October 2023 to December 2023, March 2025 to Present (deploy as package)

Data Source

The web pages for each book of the New International Version Bible can be accessed via https://www.biblestudytools.com/.

Install Bible Search Engine

The Bible Search Engine can be downloaded by pip.

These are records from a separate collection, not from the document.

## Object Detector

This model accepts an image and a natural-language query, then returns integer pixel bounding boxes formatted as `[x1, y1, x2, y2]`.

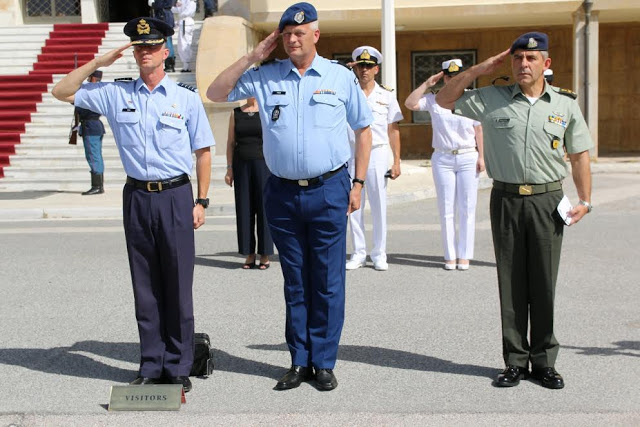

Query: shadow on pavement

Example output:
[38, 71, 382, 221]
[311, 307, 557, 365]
[195, 252, 278, 270]
[562, 341, 640, 357]
[248, 343, 499, 379]
[387, 254, 496, 269]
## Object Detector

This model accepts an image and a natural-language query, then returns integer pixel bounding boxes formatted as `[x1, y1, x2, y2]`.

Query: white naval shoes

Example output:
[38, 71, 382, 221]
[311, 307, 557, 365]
[373, 261, 389, 271]
[346, 259, 367, 270]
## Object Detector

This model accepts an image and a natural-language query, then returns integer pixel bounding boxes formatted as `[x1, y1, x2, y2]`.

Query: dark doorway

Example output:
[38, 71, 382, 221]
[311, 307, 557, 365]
[109, 0, 150, 22]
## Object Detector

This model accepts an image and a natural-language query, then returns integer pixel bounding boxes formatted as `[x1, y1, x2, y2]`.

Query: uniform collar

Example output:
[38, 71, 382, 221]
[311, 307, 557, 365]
[280, 53, 329, 78]
[134, 73, 176, 96]
[511, 82, 553, 100]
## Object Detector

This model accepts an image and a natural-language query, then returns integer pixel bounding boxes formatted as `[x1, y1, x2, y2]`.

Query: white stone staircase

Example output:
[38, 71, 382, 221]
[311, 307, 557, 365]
[0, 22, 221, 191]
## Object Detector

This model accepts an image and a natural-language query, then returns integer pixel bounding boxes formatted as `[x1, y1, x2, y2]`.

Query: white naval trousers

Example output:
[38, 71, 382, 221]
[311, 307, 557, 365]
[431, 151, 479, 261]
[178, 18, 194, 70]
[349, 145, 390, 262]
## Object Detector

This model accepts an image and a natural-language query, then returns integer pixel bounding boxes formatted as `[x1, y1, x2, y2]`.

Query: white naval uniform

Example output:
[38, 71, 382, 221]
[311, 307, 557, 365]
[171, 0, 196, 70]
[349, 83, 403, 263]
[418, 93, 480, 261]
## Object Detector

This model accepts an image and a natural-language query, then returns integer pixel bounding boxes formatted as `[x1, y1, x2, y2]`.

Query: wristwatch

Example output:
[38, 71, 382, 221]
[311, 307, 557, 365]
[578, 200, 593, 213]
[194, 199, 209, 209]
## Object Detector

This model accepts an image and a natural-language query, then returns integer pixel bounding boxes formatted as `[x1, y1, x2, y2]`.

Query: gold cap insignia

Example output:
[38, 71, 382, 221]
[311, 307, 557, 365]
[136, 19, 151, 35]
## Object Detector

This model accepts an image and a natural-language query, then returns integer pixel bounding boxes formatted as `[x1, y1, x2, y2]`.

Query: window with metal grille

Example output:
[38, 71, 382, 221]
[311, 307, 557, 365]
[411, 50, 476, 123]
[332, 53, 382, 84]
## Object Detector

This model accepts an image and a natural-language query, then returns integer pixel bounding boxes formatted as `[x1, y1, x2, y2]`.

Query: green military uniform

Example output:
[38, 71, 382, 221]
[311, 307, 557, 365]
[455, 84, 593, 368]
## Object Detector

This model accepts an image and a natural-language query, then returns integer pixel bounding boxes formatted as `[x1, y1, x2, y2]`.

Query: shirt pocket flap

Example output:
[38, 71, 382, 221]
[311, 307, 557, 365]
[116, 111, 140, 123]
[313, 93, 340, 107]
[266, 94, 290, 107]
[542, 122, 565, 138]
[160, 116, 184, 129]
[491, 117, 515, 129]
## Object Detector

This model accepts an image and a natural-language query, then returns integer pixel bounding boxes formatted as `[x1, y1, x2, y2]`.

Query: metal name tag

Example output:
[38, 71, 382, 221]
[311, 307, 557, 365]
[109, 384, 186, 411]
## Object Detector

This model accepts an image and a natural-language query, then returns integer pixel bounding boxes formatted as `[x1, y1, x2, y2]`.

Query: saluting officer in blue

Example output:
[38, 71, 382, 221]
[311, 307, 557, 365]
[207, 3, 373, 390]
[52, 18, 215, 391]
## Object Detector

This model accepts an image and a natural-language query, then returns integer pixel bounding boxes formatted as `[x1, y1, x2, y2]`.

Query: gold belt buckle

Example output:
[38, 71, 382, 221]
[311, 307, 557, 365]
[518, 185, 533, 196]
[147, 182, 162, 192]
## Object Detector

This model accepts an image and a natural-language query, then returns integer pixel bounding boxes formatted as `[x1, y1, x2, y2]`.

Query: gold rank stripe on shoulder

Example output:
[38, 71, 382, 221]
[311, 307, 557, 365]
[558, 88, 578, 99]
[162, 111, 184, 120]
[549, 114, 567, 128]
[313, 89, 336, 95]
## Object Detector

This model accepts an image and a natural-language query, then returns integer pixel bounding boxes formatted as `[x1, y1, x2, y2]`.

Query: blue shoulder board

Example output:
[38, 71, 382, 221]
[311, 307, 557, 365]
[178, 82, 198, 93]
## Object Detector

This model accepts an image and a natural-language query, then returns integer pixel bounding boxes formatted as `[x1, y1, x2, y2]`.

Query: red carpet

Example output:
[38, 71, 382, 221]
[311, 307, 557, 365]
[0, 22, 109, 178]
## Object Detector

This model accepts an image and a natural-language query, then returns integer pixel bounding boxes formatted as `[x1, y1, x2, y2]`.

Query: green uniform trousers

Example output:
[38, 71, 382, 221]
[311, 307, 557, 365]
[490, 188, 564, 368]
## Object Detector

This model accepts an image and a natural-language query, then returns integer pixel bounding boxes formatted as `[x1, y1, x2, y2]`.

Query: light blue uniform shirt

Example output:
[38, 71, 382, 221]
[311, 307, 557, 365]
[74, 75, 215, 181]
[227, 55, 373, 179]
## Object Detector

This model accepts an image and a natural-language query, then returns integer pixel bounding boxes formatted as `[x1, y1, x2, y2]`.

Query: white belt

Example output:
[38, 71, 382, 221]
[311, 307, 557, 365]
[433, 147, 477, 155]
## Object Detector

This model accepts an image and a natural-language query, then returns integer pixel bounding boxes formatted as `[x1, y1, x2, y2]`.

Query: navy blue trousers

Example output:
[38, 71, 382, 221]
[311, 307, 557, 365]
[122, 184, 195, 378]
[265, 168, 351, 369]
[233, 156, 273, 255]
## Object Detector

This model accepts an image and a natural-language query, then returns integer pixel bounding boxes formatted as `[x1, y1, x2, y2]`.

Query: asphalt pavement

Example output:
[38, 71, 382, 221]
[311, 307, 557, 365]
[0, 159, 640, 426]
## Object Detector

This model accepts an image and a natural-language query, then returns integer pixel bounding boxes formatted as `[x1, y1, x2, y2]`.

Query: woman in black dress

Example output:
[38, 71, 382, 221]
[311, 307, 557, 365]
[224, 98, 273, 270]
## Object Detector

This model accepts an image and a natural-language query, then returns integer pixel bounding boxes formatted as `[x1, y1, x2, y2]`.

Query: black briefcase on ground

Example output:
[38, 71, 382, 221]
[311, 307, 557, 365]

pip install bible_search_engine

How to Run Bible Search Engine

The Bible search engine can be created with the create_bible_search_engine function from pipeline.py.

For example,

from bible_search_engine.pipeline import create_bible_search_engine

bible_search_engine = create_bible_search_engine()

.

It is represented by the BibleSearchEngine class which has a search function that returns a list of ranked results for the given query. Each result is in dictionary form as

{'chapterid': chapter id, 'score': chapter score, 'chapter': chapter title, 'verses': chapter verses}

.

For example, to search for the query "How does God show his mercy?"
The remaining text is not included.